Gyro Drift And What To Do About It?

Thanks to mobile phones, a wide range of sensors have come down in price to the point, any one can purchase one and make their own devices. Simply by going to Amazon, you can buy gyros, accelerometers and magnetic field sensors for less than 500 yen. 


I purchased a couple of MPU6050 six axis devices. These include a 3 axis gyro and a 3 axis accelerometer. Interfacing is achieved using the I2C bus.

Raspberry PI

I have my trusty Raspberry PI, which allows quick prototyping of many devices.  Below I have connected the gyro and Raspberry PI using the I2C bus. Of course the same is possible using many other boards such as the arduinio. 

Open source software is available for the Raspberry PI, so within 10 or 20 minutes you should be able to get useful data from the gyro and accelerometer.


My objective was to use the gyro data to track the angle/orientation of a devices. I achieved that simply by integrating the outputs of the gyro.

However an issue I stumbled across has been drift.  I tested for drift with my iPhone using an application called Motion Logger. As you can see in the the graph below, the angle steadily drifts over time.


In some cases drift compensation is already included in the hardware or software provided by the manufacturer and it is simply just a case of enabling the calibration.

However it may be beneficial to use the raw data and carry out any drift compensation in software.


There are a number of causes of drift, which are dependent on the gyro device.

  • Under sampling
  • Low frequency drift
  • Temperature based drift
  • Hidden software And Hardware Algorithms


I was using a gyro in a tracking application and found it failed miserably at high speeds. The cause of the problem was simple, the sample rate was simply too low. So before you choose a sample rate, it is a good idea to have an understanding of the dynamics of the system of interest.

Low frequency drift

If you simply place the gyro on a flat surface, over a period of time, output will drift. Over a period of time there will be a DC component, which can be quite significant when calculating the angle from the gyro rate.

Hidden Software & Hardware Algorithms 

A word of caution. Some devices may have automatic calibration settings. I observed this with a Braveridge device, which uses an Invense gyro. I noticed for the first 20 seconds, when the device was static, there was a large drift. After about 20 seconds the data stabilized. After looking at the sensor source code, I noted it was set by default, to calibration.

However this proved quite useful. The calibration only occurred when the device had be static for a period of time. To determine if the device was static it simply used the accelerometer data.

Drift Correction Strategies 

 There are a range of strategies including: 

  1. Sensor Data Fusion
  2. Continuous recalibration 

Sensor Data Fusion 

Simply combine data from multiple sensors to produce a more accurate estimate. A popular technique is the Kalman filter. 

Kalman Filter 

Using a Kalman filter, data from multiple sensors with different noise characteristics can be combined to produce a more accurate estimate. 

Typical combinations are:

  • Magnetic direction and gyro data
  • Acceleration data ( using orientation with respect to gravity) and gyro data
  • All of the above

The basic Kalman filter is linear and assumes noise is Gaussian.
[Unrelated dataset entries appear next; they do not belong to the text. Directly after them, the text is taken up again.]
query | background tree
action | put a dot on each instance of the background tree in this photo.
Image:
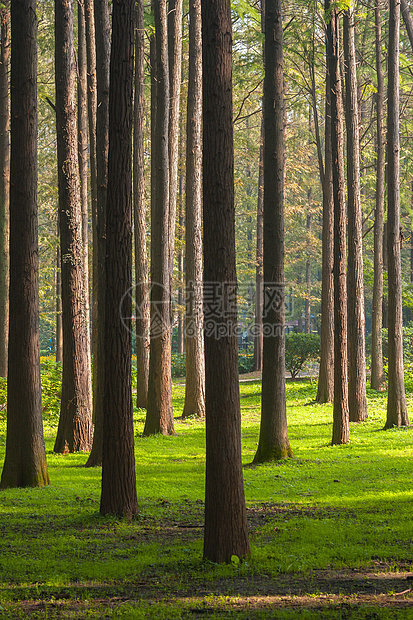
(396, 402)
(141, 260)
(25, 461)
(357, 401)
(159, 417)
(377, 378)
(118, 465)
(225, 513)
(273, 443)
(102, 29)
(4, 184)
(75, 423)
(340, 414)
(195, 360)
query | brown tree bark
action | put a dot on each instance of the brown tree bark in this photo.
(25, 461)
(75, 423)
(396, 401)
(273, 442)
(325, 388)
(59, 327)
(357, 400)
(159, 417)
(195, 360)
(102, 30)
(91, 113)
(341, 433)
(4, 184)
(226, 532)
(259, 276)
(141, 260)
(83, 149)
(118, 466)
(175, 72)
(378, 379)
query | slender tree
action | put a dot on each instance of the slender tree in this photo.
(325, 388)
(355, 286)
(75, 423)
(378, 379)
(118, 465)
(195, 362)
(174, 28)
(259, 276)
(225, 513)
(4, 184)
(159, 418)
(341, 431)
(25, 461)
(141, 262)
(273, 443)
(396, 401)
(102, 29)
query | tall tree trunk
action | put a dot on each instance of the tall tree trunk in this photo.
(307, 313)
(175, 72)
(75, 423)
(92, 112)
(102, 29)
(195, 360)
(118, 467)
(159, 417)
(83, 148)
(225, 513)
(396, 402)
(273, 443)
(59, 327)
(25, 461)
(4, 185)
(259, 276)
(141, 259)
(357, 402)
(378, 379)
(325, 388)
(341, 433)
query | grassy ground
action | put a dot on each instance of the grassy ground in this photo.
(331, 530)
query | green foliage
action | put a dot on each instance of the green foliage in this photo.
(299, 349)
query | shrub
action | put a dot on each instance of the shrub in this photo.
(299, 349)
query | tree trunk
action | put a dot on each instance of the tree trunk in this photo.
(75, 423)
(175, 71)
(102, 141)
(25, 461)
(273, 442)
(195, 360)
(92, 112)
(396, 402)
(4, 185)
(118, 467)
(325, 389)
(378, 379)
(226, 532)
(357, 402)
(59, 327)
(83, 148)
(259, 276)
(159, 417)
(141, 260)
(341, 433)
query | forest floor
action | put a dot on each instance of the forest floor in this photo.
(331, 530)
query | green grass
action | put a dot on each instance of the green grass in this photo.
(325, 527)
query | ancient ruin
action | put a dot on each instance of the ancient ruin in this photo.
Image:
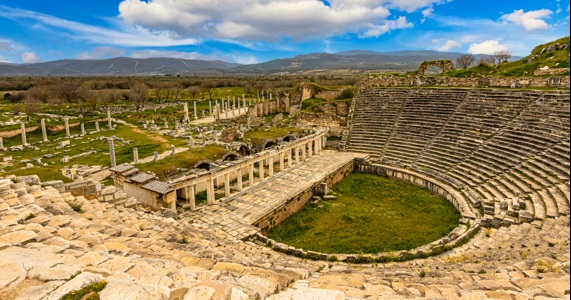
(178, 204)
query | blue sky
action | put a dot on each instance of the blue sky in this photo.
(251, 31)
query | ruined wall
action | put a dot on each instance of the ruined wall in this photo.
(499, 82)
(445, 65)
(298, 202)
(330, 115)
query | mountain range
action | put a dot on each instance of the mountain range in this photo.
(354, 61)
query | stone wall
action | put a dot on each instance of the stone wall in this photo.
(499, 82)
(296, 203)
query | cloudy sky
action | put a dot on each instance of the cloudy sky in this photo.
(250, 31)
There are also extended Kalman filters for non-linear systems and the possibility of noise shaping for non Gaussian noise sources.

Below are some Kalman filter resource links.

  1. Example source code
  2. Kalman filter description
  3. Comparison of complimentary and kalman filters

Complimentary Filter

Another technique, which is popular because it is simple, it also seems to provide adequate estimates is the complimentary filter.

Below is a simple example which combines gyro and accelerometer data. The key is to find the correct ratio, by trial and error. 

angle = 0.98 *(angle+gyro*dt) + 0.02*acc 

Gyro Drift Calibration 

In order to automatically calibrate the gyro, the use of other sensors such as accelerometers is necessary. One method is to monitor the accelerometer.

If no acceleration is detected over a period of time, it is assumed the sensor is not moving. During this period it is assumed the gyro reading is also zero. Any reading which is not zero is assumed to be the drift. The average value over this period is assumed to be the drift.

This works quite well, however significant periods of non movement are necessary. This can range from a  few seconds to up to 20 seconds.

Implementation is relatively easy. Data from the accelerometer is relatively noisey, so some filtering is likely to be required.